US and German leaders have urged the Kremlin to seek a diplomatic end to its war in Ukraine, but Moscow suggested no substantive talks were possible until the West accepted Russia’s occupation of its neighbour’s territory.
Russian president Vladimir Putin again defended Russian missile strikes that have crippled much of Ukraine’s power grid at the start of winter, as investigators appointed by the United Nations sought to determine whether such attacks amount to war crimes.
“I am prepared to speak with Mr Putin if in fact there is an interest in him deciding he is looking for a way to end the war,” US president Joe Biden said, while making clear he had “no immediate plans” to talk to Russia’s leader of 22 years.
“There’s one way for this war to end – the rational way. Putin to pull out of Ukraine, number one. But it appears he’s not,” he added.
Kremlin spokesman Dmitry Peskov noted on Friday that “the first thing [Mr Biden] said is that Putin should leave Ukraine. He believes this would be a demonstration that Putin is ready for negotiations … The United States does not recognise the new territories within the Russian Federation.
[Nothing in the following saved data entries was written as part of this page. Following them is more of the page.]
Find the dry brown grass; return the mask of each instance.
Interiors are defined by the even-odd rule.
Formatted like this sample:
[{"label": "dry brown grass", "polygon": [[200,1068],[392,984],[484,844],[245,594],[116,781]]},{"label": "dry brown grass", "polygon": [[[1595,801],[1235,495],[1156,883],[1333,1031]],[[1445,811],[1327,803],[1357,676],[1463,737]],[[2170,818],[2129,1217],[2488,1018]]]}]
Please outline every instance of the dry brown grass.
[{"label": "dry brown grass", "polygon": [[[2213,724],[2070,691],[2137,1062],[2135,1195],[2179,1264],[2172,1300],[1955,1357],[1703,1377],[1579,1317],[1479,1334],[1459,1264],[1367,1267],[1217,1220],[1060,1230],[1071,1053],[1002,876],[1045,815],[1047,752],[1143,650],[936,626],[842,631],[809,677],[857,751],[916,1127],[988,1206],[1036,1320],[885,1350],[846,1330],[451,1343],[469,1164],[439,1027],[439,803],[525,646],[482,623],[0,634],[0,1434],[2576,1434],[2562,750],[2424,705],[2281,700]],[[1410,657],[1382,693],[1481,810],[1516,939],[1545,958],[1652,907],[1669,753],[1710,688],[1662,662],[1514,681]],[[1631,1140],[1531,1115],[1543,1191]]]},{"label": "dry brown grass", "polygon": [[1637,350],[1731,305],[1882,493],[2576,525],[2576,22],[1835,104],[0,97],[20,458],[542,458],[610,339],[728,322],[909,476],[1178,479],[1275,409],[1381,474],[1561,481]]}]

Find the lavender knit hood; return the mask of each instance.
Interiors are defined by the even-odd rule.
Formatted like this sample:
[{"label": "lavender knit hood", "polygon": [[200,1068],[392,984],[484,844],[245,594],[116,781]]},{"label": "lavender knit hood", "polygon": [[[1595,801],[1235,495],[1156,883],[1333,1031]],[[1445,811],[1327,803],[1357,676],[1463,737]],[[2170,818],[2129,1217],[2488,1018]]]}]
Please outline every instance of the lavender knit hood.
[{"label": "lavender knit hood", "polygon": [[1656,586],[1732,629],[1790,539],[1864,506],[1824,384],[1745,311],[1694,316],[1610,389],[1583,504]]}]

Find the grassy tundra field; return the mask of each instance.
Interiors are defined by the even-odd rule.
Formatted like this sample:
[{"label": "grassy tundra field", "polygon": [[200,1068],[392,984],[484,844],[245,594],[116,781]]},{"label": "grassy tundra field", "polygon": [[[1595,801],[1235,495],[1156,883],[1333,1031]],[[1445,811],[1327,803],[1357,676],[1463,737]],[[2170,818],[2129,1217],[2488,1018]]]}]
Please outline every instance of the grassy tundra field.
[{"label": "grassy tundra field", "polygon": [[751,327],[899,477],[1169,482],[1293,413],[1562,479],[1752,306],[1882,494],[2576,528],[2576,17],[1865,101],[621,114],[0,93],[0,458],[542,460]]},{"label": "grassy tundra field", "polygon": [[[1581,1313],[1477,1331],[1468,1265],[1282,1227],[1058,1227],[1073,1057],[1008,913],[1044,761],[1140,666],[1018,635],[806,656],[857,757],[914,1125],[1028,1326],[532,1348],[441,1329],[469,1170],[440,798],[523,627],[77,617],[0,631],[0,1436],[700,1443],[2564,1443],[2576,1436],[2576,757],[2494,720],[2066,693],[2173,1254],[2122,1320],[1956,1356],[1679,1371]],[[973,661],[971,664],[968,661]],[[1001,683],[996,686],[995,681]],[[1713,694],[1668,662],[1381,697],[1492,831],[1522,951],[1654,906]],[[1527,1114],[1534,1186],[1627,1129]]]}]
This significantly complicates the search for common ground.”
Mr Peskov insisted Mr Putin was “open to talks”, but added that “undoubtedly, the special military operation continues”, using Russia’s term for a full-scale invasion that has killed thousands of people and displaced millions.
Russia announced in September that four partly occupied regions of eastern and southeastern Ukraine were now its sovereign territory, in breach of international law and despite being bogged down or driven back in all of them; last month it lost control of Kherson, the only provincial capital it had seized after launching all-out war in February.
In a call with Mr Putin on Friday, German chancellor Olaf Scholz “urged [him] to come as quickly as possible to a diplomatic solution including the withdrawal of Russian troops” from Ukraine.
Spokesman Steffen Hebestreit said Mr Scholz “condemned in particular the Russian airstrikes against civilian infrastructure in Ukraine and stressed Germany’s determination to support Ukraine in ensuring the defence capability against Russian aggression”.
According to the Kremlin, Mr Putin said such missile strikes were “an unavoidable and inevitable response to [Ukraine’s] provocative attacks against Russia’s civilian infrastructure”, blaming Kyiv for explosions on a bridge linking Russia to occupied Crimea and at Russian energy facilities.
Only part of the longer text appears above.